Wilkinson was just 16 years old when she represented Great Britain at the 1960 Summer Olympics in the 100 metre freestyle, in the event she finished in third place in her heat and didn't qualify for the next round. Four years later she competed in two events at the 1964 Summer Olympics, she entered the 100 metre freestyle again and this time she finished fifth in her heat so didn't advance to the next round, she was also a part of the 4 × 100 metre freestyle relay team which finished last in there heat and didn't advance to the final.
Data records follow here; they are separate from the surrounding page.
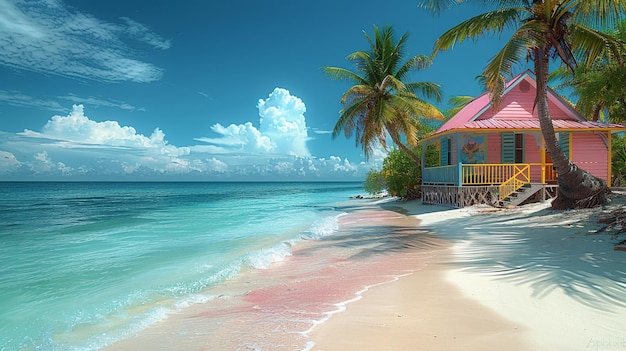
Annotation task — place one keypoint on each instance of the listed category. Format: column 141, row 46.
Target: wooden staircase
column 522, row 194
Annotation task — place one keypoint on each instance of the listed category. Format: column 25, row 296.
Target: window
column 519, row 148
column 449, row 142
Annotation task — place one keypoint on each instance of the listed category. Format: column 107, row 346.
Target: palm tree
column 569, row 30
column 380, row 104
column 600, row 92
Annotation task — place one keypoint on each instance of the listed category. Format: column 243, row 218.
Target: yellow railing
column 518, row 180
column 481, row 174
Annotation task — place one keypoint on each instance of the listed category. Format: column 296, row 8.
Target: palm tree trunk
column 577, row 187
column 406, row 149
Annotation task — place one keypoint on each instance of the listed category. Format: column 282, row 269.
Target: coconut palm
column 599, row 91
column 567, row 30
column 380, row 104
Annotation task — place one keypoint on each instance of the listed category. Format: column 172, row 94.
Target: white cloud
column 282, row 128
column 46, row 36
column 77, row 147
column 93, row 101
column 282, row 120
column 8, row 162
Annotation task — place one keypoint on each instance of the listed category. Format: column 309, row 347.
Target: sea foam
column 324, row 227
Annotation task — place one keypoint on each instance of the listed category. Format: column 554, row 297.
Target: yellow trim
column 610, row 159
column 500, row 130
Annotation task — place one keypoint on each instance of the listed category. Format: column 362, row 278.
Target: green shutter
column 508, row 147
column 444, row 152
column 564, row 142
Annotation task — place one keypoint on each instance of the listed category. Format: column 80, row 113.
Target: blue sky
column 198, row 90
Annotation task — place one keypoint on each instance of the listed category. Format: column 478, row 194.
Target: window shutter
column 564, row 142
column 444, row 152
column 508, row 147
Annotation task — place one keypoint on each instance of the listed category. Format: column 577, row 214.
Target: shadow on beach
column 540, row 248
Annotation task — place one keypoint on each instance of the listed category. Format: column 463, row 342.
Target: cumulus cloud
column 46, row 36
column 93, row 101
column 78, row 130
column 282, row 128
column 74, row 146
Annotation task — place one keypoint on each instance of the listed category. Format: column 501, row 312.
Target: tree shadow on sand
column 544, row 250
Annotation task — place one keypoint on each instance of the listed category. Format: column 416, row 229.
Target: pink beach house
column 498, row 156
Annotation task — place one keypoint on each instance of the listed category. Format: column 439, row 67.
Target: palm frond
column 428, row 90
column 457, row 103
column 418, row 62
column 343, row 74
column 592, row 45
column 494, row 22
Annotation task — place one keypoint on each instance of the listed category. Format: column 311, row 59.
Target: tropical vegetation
column 382, row 104
column 569, row 31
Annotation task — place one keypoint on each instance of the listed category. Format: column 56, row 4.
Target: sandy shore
column 422, row 311
column 527, row 278
column 521, row 279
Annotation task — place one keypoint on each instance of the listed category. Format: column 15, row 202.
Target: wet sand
column 405, row 276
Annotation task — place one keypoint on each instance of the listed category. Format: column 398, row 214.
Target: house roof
column 516, row 111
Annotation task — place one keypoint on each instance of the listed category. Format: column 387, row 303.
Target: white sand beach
column 527, row 278
column 479, row 278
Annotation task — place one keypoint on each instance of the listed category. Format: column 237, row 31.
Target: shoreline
column 534, row 278
column 419, row 311
column 402, row 275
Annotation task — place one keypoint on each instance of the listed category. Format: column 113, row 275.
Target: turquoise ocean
column 83, row 265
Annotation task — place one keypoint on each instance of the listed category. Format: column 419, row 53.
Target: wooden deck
column 492, row 184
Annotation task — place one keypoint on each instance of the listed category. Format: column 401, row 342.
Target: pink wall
column 518, row 104
column 494, row 150
column 590, row 153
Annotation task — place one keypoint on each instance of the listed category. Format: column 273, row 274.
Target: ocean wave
column 263, row 258
column 322, row 228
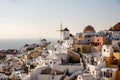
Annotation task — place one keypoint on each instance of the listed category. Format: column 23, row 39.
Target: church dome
column 115, row 27
column 89, row 29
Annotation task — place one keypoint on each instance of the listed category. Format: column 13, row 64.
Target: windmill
column 61, row 31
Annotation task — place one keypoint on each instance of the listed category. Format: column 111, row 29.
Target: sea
column 18, row 43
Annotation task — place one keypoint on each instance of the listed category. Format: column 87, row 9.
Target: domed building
column 116, row 27
column 88, row 29
column 115, row 30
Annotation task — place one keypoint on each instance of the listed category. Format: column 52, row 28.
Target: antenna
column 61, row 31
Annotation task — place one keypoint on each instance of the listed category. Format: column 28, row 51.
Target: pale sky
column 41, row 18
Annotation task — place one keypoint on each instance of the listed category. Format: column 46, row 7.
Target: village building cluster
column 88, row 55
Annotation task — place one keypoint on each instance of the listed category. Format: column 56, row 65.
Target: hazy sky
column 41, row 18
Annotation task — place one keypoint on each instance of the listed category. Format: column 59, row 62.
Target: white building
column 66, row 34
column 108, row 73
column 115, row 35
column 107, row 50
column 86, row 77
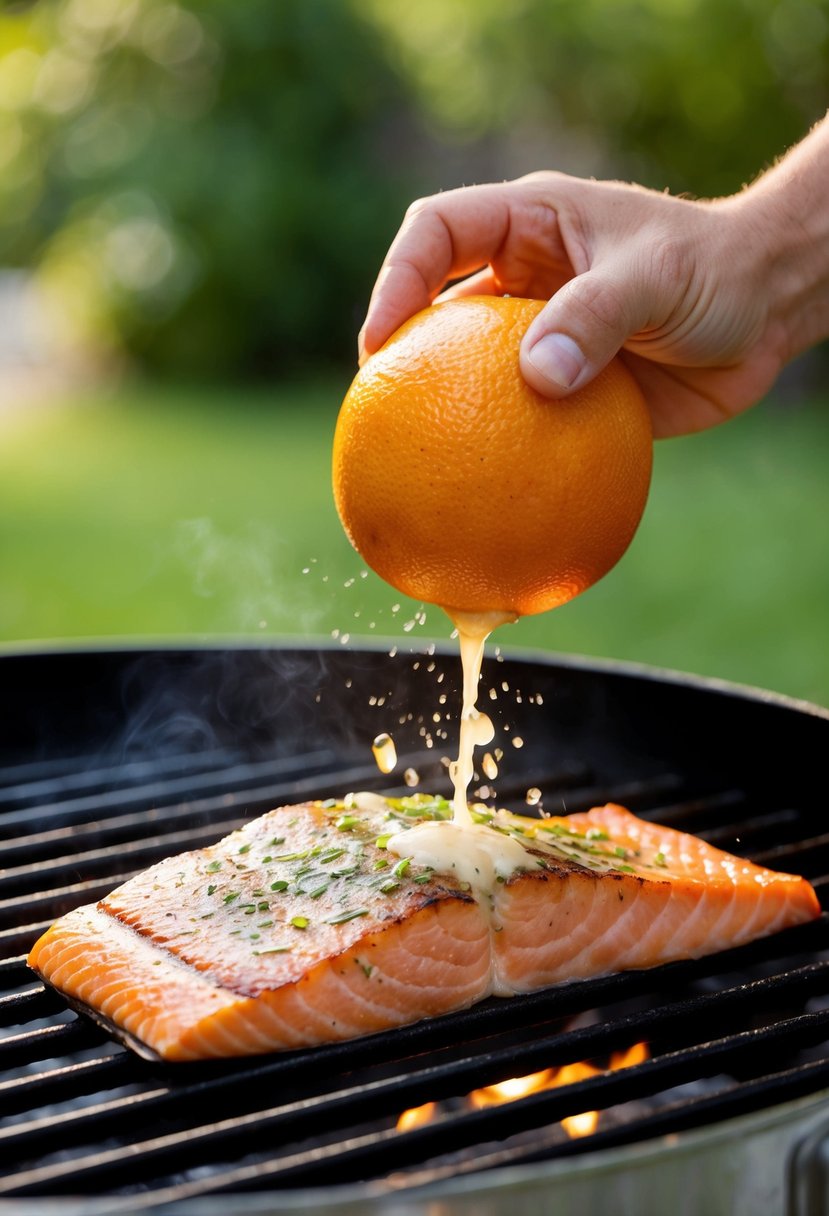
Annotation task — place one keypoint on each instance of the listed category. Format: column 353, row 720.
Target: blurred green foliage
column 210, row 184
column 201, row 181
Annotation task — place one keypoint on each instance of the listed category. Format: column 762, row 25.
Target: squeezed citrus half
column 462, row 487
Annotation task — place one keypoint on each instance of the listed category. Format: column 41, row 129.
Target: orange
column 462, row 487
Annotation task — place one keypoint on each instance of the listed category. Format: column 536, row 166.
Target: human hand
column 698, row 296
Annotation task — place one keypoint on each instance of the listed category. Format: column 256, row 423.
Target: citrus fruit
column 462, row 487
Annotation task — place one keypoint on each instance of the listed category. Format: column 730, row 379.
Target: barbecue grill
column 112, row 759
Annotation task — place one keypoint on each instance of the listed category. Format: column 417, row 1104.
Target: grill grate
column 83, row 1115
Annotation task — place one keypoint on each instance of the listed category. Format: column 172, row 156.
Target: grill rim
column 800, row 1118
column 323, row 645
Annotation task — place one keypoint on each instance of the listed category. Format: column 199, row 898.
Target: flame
column 417, row 1115
column 520, row 1086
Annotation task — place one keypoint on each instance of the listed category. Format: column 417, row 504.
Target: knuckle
column 666, row 258
column 603, row 303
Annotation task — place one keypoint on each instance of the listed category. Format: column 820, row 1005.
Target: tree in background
column 201, row 183
column 210, row 184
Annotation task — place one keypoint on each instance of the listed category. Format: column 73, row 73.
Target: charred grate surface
column 728, row 1034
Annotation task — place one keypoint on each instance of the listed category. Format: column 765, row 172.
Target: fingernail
column 557, row 358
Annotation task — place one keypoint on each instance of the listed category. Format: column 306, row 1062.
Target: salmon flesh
column 303, row 928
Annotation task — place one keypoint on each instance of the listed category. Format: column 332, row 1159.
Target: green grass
column 159, row 512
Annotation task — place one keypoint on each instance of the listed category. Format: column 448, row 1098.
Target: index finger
column 441, row 237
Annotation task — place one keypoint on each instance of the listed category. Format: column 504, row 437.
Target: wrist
column 783, row 223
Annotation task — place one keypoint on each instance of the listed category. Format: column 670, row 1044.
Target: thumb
column 579, row 332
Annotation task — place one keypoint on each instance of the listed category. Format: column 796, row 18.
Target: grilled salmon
column 304, row 928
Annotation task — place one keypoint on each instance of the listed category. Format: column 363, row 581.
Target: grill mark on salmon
column 302, row 929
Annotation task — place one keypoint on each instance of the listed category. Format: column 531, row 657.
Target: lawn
column 165, row 512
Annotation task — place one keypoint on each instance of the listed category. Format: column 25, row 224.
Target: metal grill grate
column 83, row 1115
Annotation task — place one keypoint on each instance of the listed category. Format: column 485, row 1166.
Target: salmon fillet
column 303, row 928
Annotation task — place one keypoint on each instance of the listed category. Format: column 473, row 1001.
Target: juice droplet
column 489, row 766
column 385, row 754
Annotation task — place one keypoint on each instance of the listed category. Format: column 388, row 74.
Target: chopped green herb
column 331, row 855
column 347, row 822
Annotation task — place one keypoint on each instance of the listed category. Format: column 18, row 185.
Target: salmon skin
column 303, row 928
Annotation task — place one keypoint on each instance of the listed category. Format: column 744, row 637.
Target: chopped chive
column 347, row 822
column 349, row 915
column 331, row 855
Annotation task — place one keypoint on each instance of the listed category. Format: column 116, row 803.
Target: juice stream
column 462, row 848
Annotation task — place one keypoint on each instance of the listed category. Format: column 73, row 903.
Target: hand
column 698, row 296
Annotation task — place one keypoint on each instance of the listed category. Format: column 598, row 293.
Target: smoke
column 246, row 572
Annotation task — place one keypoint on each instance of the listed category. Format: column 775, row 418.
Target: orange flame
column 520, row 1086
column 417, row 1115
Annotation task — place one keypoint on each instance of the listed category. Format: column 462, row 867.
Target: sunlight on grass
column 158, row 512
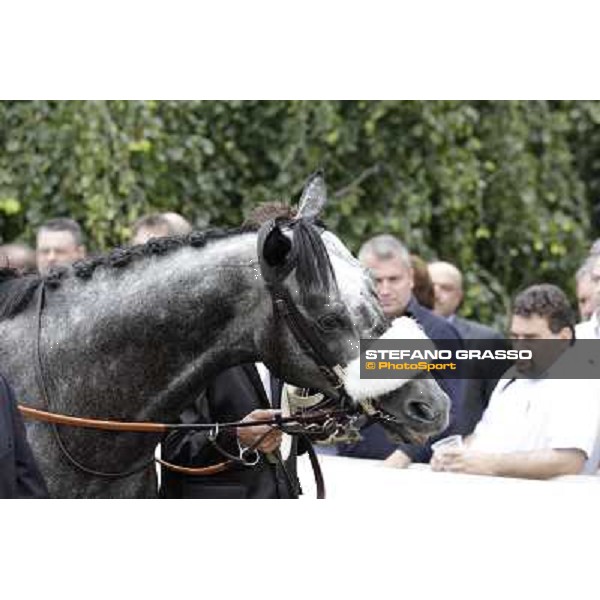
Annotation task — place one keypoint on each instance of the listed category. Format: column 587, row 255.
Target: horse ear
column 276, row 247
column 314, row 196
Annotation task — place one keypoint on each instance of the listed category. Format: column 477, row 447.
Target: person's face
column 524, row 332
column 394, row 283
column 595, row 280
column 447, row 290
column 56, row 248
column 585, row 297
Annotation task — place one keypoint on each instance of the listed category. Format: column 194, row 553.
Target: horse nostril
column 420, row 411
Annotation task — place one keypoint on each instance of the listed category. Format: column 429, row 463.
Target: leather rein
column 317, row 414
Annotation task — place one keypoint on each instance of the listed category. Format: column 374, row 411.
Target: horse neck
column 151, row 336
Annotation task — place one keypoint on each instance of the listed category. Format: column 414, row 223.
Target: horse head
column 324, row 302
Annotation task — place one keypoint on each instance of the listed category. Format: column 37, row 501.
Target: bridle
column 314, row 416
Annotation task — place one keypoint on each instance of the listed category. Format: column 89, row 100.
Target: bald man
column 448, row 294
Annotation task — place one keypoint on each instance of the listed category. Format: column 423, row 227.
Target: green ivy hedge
column 504, row 189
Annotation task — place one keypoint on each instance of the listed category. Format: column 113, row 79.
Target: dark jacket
column 230, row 397
column 19, row 474
column 375, row 443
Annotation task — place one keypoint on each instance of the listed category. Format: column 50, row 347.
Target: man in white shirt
column 535, row 426
column 590, row 329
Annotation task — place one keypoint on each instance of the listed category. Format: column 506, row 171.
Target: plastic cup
column 452, row 441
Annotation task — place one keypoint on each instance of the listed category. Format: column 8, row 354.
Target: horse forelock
column 314, row 269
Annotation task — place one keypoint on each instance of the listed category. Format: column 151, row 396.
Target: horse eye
column 331, row 322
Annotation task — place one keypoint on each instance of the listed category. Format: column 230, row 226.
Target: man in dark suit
column 448, row 289
column 390, row 264
column 237, row 393
column 19, row 474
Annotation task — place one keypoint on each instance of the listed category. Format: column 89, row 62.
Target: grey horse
column 133, row 335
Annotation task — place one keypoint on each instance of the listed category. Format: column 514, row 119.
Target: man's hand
column 460, row 460
column 248, row 436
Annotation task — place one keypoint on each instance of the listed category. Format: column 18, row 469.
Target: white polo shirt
column 541, row 414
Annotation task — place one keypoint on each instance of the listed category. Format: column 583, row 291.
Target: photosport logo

She competed in four Commonwealth Games winning five medals. In May 1958 she took part in the Empire Games trials in Blackpool and subsequently represented the English team at the 1958 British Empire and Commonwealth Games in Cardiff, Wales. She competed in the 110 & 440 yards freestyle events and helped England claim the gold medal in the final of the women's 4 x 110 yards medley relay, with Judy Grinham, Anita Lonsbrough and Christine Gosden and the bronze medal in the final of the women's 4 x 110 yards freestyle, with Beryl Noakes, Judy Grinham and Anne Marshall.

Four years later she won a silver medal in the medley relay and a third consecutive bronze in the freestyle relay, at the 1962 British Empire and Commonwealth Games in Perth, Western Australia. Finally during the 1966 British Empire and Commonwealth Games in Kingston, Jamaica she won her final and fourth consecutive freestyle relay medal.

She is a four times winner of the British Championship in 100 metres freestyle (1961-1964) and the 200 metres freestyle in 1962.

== Family ==
Her older brother is Christopher Wilkinson.